Cadavers in Grief

Haruna Choijilsuren

I had always heard about cadavers being the basis for anatomy lab.

I had seen the bodies of loved ones in the past, but I wasn’t close to them and I was young,

That version of me thought I knew death.

But then, it was my grandfather—

 

Whose back I used to scratch

Whose belly I used to listen to

Whose hands guided me and hugged me and reassured me

Whose shins filled with scars as I helped change his bandages

Whose feet I helped put socks onto

Whose ears I cleaned 

Whose head I scratched

Whose eyebrows and face I used to trace as a toddler

 

And suddenly, there is a cadaver in front of me.

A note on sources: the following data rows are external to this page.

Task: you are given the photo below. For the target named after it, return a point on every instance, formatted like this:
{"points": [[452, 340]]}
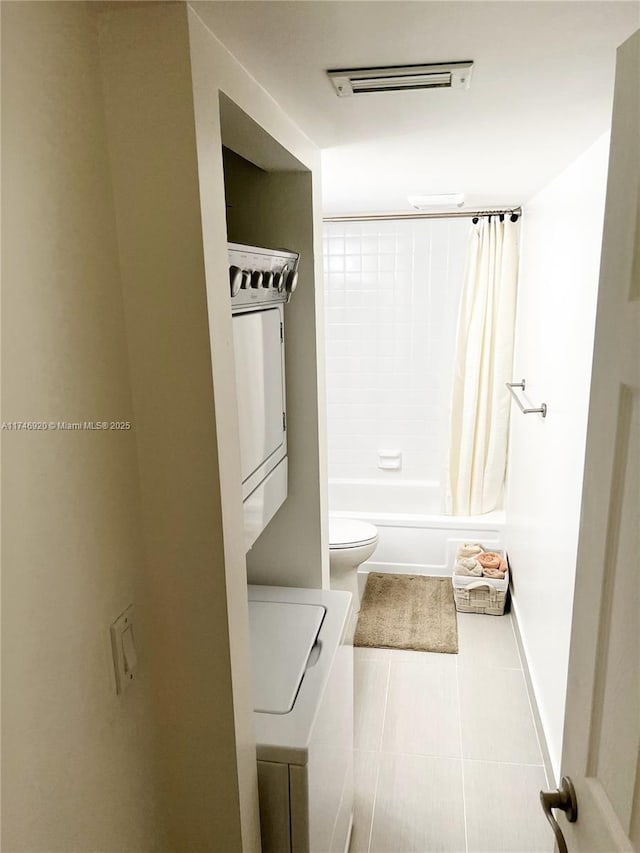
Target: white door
{"points": [[602, 723]]}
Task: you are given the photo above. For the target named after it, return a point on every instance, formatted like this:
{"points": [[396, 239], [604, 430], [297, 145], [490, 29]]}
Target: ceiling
{"points": [[540, 95]]}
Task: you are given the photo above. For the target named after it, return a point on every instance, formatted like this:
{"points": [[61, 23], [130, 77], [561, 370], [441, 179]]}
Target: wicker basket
{"points": [[481, 595]]}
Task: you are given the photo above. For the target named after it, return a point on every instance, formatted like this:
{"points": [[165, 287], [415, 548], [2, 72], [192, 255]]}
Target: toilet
{"points": [[350, 544]]}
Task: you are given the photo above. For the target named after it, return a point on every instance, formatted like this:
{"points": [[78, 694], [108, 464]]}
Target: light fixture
{"points": [[425, 202], [394, 78]]}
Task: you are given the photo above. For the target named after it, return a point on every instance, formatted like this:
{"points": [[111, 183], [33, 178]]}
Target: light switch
{"points": [[123, 647], [129, 651]]}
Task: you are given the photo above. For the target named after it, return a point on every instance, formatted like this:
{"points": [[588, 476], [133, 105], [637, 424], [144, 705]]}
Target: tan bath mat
{"points": [[408, 612]]}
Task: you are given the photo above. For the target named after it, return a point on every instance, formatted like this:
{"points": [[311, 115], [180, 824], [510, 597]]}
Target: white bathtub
{"points": [[414, 536]]}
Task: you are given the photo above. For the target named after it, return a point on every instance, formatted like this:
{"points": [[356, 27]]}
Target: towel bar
{"points": [[542, 409]]}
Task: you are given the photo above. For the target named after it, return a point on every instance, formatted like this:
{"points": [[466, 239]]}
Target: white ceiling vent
{"points": [[396, 78]]}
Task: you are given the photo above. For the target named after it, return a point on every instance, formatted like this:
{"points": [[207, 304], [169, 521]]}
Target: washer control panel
{"points": [[261, 276]]}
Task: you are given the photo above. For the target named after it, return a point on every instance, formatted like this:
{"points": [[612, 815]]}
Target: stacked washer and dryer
{"points": [[301, 647]]}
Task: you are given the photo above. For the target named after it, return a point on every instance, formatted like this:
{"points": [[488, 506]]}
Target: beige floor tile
{"points": [[418, 806], [422, 715], [429, 658], [496, 719], [486, 641], [503, 809], [371, 679], [370, 654], [365, 779]]}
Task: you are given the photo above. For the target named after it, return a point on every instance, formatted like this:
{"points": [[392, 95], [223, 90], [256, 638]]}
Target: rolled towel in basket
{"points": [[489, 560], [468, 566], [469, 549], [498, 573], [493, 565]]}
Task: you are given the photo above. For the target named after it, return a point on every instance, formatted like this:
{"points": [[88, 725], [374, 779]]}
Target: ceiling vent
{"points": [[396, 78]]}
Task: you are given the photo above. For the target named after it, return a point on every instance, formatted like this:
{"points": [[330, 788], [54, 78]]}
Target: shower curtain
{"points": [[484, 354]]}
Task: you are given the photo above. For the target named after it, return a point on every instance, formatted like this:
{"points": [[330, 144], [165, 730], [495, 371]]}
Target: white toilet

I spend hours learning about them intimately…

 

The muscle fibers, the nails, the skin, the fat that protected their organs

The fibroids in their uterus

The calcifications in their aorta

I piece together a story of their life

But one that will never be full, not in the same way

 

And I am grateful to learn from them, to understand their medical history

But once upon a time, someone else knew what their hands felt like.

 

How it was to be embraced lovingly by them

How their eyes twinkled with mischief

How they burst out laughing playing games

How they walked with a limp

How they dozed off after a meal

How their voice sounded 

How it was to love them and 

How it was to be loved by them

 

I hope their loved ones don’t grapple with the thoughts of medical students taking apart their loved ones piece by piece

I hope they are shielded from every sensation, every moment of anatomy lab

I hope they never have to think about the slow disintegration of their loved one

 

The way I did.

 

I can tell you every way that the heart can fail, how the lungs stop working, the breakdown of cells membranes with hypoxia,

What protein channels stop working and the irreversible pathways of cell death,

And what cells look like as they die one by one or all at once.

 

I can tell you all the ways the brain is damaged, how the body lives on in a coma, how the liver floods with enzymes,

What proteins flood the bloodstream as they try to save the body one last time, 

And how our organs shut down one by one or all at once.

 

But I cannot tell you what death is. I cannot tell you how death occurs. I cannot explain to you what that means at all.


Haruna Choijilsuren is a second year MD/PhD student at UMass Chan Medical School and a graduate of the Medicine, Science, and Humanities department from the Johns Hopkins University. She is interested in narratives in medicine and the human experience.